Shoji Yokobori, Shyam Gajavelli, Stefania Mondello, Jixiang Mo-Seaney, Helen M Bramlett, W Dalton Dietrich, M Ross Bullock
Journal of Neurosurgery 2013, 118 (2): 370-80

OBJECT: In patients who have sustained a traumatic brain injury (TBI), hypothermia therapy has not shown efficacy in multicenter clinical trials. Armed with the post hoc data from the latest clinical trial (National Acute Brain Injury Study: Hypothermia II), the authors hypothesized that hypothermia may be beneficial in an acute subdural hematoma (SDH) rat model by blunting the effects of ischemia/reperfusion injury. The major aim of this study was to test the efficacy of temperature management in reducing brain damage after acute SDH.

METHODS: The rats were induced with acute SDH and placed into 1 of 4 groups: 1) normothermia group (37°C); 2) early hypothermia group, head and body temperature reduced to 33°C 30 minutes prior to craniotomy; 3) late hypothermia group, temperature lowered to 33°C 30 minutes after decompression; and 4) sham group, no acute SDH (only craniotomy with normothermia). To assess for neuronal and glial cell damage, the authors analyzed microdialysate concentrations of GFAP and ubiquitin carboxyl-terminal hydrolase-L1 (UCH-L1) by using a 100-kD probe. Fluoro-Jade B-positive neurons and injury volume with 2,3,5-triphenyltetrazolium chloride staining were also measured.

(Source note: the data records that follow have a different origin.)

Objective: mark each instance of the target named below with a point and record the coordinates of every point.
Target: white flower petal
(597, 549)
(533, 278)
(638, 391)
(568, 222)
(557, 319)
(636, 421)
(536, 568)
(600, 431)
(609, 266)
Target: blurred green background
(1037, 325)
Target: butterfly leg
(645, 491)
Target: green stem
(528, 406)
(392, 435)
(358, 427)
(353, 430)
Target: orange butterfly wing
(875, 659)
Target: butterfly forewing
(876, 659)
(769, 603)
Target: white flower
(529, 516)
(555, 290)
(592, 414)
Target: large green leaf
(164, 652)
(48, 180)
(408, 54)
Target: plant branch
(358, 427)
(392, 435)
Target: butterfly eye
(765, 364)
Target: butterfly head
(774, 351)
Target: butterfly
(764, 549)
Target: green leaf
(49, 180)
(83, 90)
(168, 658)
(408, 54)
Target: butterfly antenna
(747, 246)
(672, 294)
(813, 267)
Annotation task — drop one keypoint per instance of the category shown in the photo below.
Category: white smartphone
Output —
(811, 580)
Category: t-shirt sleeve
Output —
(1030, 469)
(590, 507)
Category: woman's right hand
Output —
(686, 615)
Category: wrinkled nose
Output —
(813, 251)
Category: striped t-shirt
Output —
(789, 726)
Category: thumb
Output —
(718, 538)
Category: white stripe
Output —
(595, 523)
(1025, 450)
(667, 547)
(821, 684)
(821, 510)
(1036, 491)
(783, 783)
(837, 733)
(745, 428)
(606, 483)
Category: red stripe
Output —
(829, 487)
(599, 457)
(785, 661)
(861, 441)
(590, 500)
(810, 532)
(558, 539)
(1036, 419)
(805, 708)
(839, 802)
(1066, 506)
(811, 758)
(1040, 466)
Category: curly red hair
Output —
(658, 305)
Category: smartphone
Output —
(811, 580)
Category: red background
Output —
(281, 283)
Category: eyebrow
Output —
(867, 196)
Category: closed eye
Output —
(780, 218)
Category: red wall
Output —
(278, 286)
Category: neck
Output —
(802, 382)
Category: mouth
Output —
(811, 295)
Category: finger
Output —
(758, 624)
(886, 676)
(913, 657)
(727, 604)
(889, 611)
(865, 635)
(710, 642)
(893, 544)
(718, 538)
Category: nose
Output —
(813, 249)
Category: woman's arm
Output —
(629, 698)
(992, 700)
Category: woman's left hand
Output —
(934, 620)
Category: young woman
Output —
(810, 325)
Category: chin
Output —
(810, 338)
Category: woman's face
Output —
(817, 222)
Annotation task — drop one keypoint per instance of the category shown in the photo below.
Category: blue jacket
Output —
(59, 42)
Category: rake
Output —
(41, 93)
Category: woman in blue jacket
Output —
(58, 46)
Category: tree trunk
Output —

RESULTS: In the early phase of reperfusion (30 minutes, 2.5 hours after decompression), extracellular UCH-L1 in the early hypothermia group was significantly lower than in the normothermia group (early, 4.9 ± 1.0 ng/dl; late, 35.2 ± 12.1 ng/dl; normothermia, 50.20 ± 28.3 ng/dl; sham, 3.1 ± 1.3 ng/dl; early vs normothermia, p < 0.01; sham vs normothermia, p < 0.01, analyzed using ANOVA followed by a post hoc Bonferroni test). In the late phase of reperfusion (> 2.5 hours after decompression), extracellular GFAP in the early hypothermia group was also lower than in the normothermia and late hypothermia groups (early, 5.5 ± 2.9 ng/dl; late, 7.4 ± 3.4 ng/dl; normothermia, 15.3 ± 8.4 ng/dl; sham, 3.3 ± 1.0 ng/dl; normothermia vs sham; p < 0.01). The number of Fluoro-Jade B-positive cells in the early hypothermia group was significantly smaller than that in the normothermia group (normothermia vs early: 774,588 ± 162,173 vs 180,903 ± 42,212, p < 0.05). Also, the injury area and volume were smaller in the early hypothermia group in which hypothermia was induced before craniotomy and cerebral reperfusion (early, 115.2 ± 15.4 mm(3); late, 344.7 ± 29.1 mm(3); normothermia, 311.2 ± 79.2 mm(3); p < 0.05).

CONCLUSIONS: The data suggest that early, preoperatively induced hypothermia could mediate the reduction of neuronal and glial damage in the reperfusion phase of ischemia/reperfusion brain injury.